Atom-atom mengalami transisi bila menyerap energi. Energi akan dipancarkan ketika atom terjatuh (tereksitasi) kembali ke tingkat energi dasar. Detektor akan mendeteksi energi terpancar tersebut. Cuplikan yang diukur oleh fotometer nyala dan AAS adalah berupa larutan, biasanya air sebagai pelarut. Larutan cuplikan mengalir ke dalam ruang pengkabutan, karena terisap oleh aliran gas bahan bakar dan oksigen yang cepat. Berbeda dengan spektroskopi sinar tampak, metode ini tidak memperdulikan warna larutan (Hendayana, 1995; 231 & 235).

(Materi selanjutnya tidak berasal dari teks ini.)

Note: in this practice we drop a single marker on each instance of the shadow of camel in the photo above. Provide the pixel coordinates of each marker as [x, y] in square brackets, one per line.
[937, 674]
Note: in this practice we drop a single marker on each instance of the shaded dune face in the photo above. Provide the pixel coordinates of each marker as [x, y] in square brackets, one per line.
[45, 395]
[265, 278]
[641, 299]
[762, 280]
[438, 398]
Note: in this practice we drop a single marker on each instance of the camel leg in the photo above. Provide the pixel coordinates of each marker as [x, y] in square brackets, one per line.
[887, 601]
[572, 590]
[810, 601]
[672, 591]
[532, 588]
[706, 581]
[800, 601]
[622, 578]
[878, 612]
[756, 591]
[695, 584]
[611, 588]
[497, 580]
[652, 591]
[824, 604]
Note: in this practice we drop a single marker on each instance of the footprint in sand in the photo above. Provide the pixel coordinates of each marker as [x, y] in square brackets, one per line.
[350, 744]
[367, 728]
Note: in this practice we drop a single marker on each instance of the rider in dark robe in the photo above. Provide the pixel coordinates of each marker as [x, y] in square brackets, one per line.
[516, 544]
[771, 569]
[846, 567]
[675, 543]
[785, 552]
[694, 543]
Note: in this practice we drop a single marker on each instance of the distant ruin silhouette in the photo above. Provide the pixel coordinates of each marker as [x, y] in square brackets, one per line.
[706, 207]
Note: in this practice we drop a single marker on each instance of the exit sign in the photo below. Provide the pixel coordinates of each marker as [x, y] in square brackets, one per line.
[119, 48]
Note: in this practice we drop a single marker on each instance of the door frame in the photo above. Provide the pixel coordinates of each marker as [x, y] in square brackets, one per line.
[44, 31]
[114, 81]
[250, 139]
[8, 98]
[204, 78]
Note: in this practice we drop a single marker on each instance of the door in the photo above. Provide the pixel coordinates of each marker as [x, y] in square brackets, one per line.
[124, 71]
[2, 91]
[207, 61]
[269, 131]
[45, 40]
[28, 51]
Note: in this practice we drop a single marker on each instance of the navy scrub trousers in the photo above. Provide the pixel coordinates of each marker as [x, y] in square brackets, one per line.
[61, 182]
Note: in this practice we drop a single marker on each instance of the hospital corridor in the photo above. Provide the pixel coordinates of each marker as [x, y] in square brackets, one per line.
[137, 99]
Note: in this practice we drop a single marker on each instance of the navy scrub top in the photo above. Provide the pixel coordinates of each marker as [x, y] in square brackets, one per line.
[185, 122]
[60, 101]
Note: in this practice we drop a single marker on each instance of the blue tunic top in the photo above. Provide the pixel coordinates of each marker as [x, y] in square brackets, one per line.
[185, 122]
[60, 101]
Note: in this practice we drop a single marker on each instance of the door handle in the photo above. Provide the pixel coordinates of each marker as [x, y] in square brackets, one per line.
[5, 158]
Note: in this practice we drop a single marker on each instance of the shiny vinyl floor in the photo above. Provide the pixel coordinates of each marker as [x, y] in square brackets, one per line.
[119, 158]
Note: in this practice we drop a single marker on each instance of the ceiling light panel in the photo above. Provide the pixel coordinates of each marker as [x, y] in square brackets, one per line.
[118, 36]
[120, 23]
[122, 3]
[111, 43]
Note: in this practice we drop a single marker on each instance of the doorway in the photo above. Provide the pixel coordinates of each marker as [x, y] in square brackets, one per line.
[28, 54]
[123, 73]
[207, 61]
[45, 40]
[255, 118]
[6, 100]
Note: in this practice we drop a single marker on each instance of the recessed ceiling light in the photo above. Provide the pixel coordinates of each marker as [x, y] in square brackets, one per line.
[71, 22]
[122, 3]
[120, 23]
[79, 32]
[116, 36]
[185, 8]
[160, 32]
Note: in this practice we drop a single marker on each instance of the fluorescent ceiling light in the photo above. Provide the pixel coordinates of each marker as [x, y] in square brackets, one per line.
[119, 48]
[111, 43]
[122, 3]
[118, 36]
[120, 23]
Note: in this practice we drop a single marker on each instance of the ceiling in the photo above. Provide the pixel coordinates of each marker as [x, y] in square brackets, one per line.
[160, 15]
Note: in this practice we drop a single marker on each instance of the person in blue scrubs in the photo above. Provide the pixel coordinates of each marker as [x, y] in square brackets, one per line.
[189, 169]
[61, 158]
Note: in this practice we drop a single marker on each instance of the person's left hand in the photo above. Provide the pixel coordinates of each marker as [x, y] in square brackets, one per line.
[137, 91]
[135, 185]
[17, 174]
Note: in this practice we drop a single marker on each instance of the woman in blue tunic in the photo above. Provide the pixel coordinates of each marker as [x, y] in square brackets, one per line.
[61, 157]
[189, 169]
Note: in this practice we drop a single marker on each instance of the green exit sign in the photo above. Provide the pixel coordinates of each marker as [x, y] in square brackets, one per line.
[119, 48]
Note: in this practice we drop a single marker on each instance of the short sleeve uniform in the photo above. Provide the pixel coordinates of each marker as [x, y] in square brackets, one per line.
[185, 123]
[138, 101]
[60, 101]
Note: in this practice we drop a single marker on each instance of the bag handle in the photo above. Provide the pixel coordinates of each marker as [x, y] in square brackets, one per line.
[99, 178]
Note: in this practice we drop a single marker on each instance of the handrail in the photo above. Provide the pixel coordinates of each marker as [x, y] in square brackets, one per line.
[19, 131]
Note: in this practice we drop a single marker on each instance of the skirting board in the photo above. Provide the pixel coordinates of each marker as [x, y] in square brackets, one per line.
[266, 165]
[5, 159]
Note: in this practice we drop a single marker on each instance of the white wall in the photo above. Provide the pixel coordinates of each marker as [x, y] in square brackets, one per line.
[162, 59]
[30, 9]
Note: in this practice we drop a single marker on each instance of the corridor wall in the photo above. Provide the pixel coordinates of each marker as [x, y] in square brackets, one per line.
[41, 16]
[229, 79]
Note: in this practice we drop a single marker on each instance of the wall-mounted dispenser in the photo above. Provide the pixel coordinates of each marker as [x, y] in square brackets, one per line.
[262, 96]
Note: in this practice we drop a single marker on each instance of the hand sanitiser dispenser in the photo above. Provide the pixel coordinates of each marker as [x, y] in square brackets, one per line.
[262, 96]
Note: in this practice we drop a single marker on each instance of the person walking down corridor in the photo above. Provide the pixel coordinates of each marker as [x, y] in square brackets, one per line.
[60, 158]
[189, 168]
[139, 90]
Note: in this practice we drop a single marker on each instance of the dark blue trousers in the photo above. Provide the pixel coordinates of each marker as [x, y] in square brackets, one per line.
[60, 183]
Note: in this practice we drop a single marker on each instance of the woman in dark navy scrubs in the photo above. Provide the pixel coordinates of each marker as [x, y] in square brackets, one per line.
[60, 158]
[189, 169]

Interaksi materi dengan berbagai energi seperti energi panas, energi radiasi, energi kimia dan energi listrik selalu memberikan sifat-sifat yang karakteristik untuk setiap unsure (atau persenyawaan), dan besarnya perubahan yang terjadinya biasanya sebanding dengan jumlah unsur atau persenyawaan yang terdapat. Di dalam kimia analisis yang mendasarkan pada proses interaksi itu antara lain cara analisis spektrofotometri atom yang bisa berupa cara emisi dan cara absorbs (serapan) (Rohman, 2005; 298-299).
Keberhasilan analisis ini tergantung pada proses eksitasi dan cara memperoleh garis resonansi yang tepat. Tempratur nyala harus sangat tinggi. Pada umumnya fraksi atom tereksitasi yang berada pada gas yang menyala, kecil sekali. Pengendalian tempratur nyala penting sekali. Kita membutuhkan kontrol tertutup dari tempratur yang digunakan untuk eksitasi. Kenaikan tempratur menaikan efisiensi atomisasi. Tenaga radiasi emisi akan menentukan jumlah atom tereksitasi (Khopkar, 2007; 275-276).
Atomisasi dapat dilakukan baik dengan nyala maupun dengan tungku. Untuk mengubah unsur metalik menjadi uap atau hasil disosiasi diperlukan energi panas. Tempratur harus benar-benar terkendali dengan sangat hati-hati agar proses atomisasinya sempurna. Ionisasi harus dihindarkan dan ini dapat terjadi bila tempratut terlalu tinggi. Bahan bakar dan oksidator dimasukan dalam kamar pencampur kemudian dilewatkan melalui baffle menuju ke pembakar. Nyala akan dihasilkan. Sampel dihisap masuk ke kamar pencampur. Hanya tetesan kecil yang dapat melalui baffle. Tetapi hal ini tidak selalu sempurna ini, karena kadang kala nyala tersedot balik ke dalam kamar pencamur sehingga menghasilkan ledakan. Untuk itu biasanya lebih disukai pembakar degan lubang yang sempit dan aliran gas pembakar (Khopkar, 2007; 278).      

IV.        ALAT DAN BAHAN
A.    Alat:
1.      Labu ukur 50 mL 5 buah
2.      Gelas ukur 10 mL 1 buah
3.      Pipet volume 5 mL 1 buah
4.      Botol semprot 1 buah
5.      Flame fotometer
6.      Gelas kimia 100 mL 1 buah

B.     Bahan:
1.      Mizone
2.      Natrium
3.      Kalium

V.           PROSEDUR KERJA
1.      Menyalakan alat flame photometer. Menunggu hingga pada layar muncul tulisan “FLM”.
2.      Membersihkan selang kecil yang ada pada alat dan melakukan kalibrasi dengan menggunakan larutan aki hingga angka 100 pada layar.
3.      Mengganti larutan aki dengan blanko (Na dan K) dengan konsentrasi yang berbeda-beda (10-50 ppm). Mencatat nilai absorbansi yang muncul.
4.      Mengganti blanko dengan sampel dan mencatat absorbansi yang muncul.
5.      Setiap penggantian blanko atau sampel dengan konsentrasi yang berbeda, selang harus dibersihkan dan dikalibrasi terlebih dahulu.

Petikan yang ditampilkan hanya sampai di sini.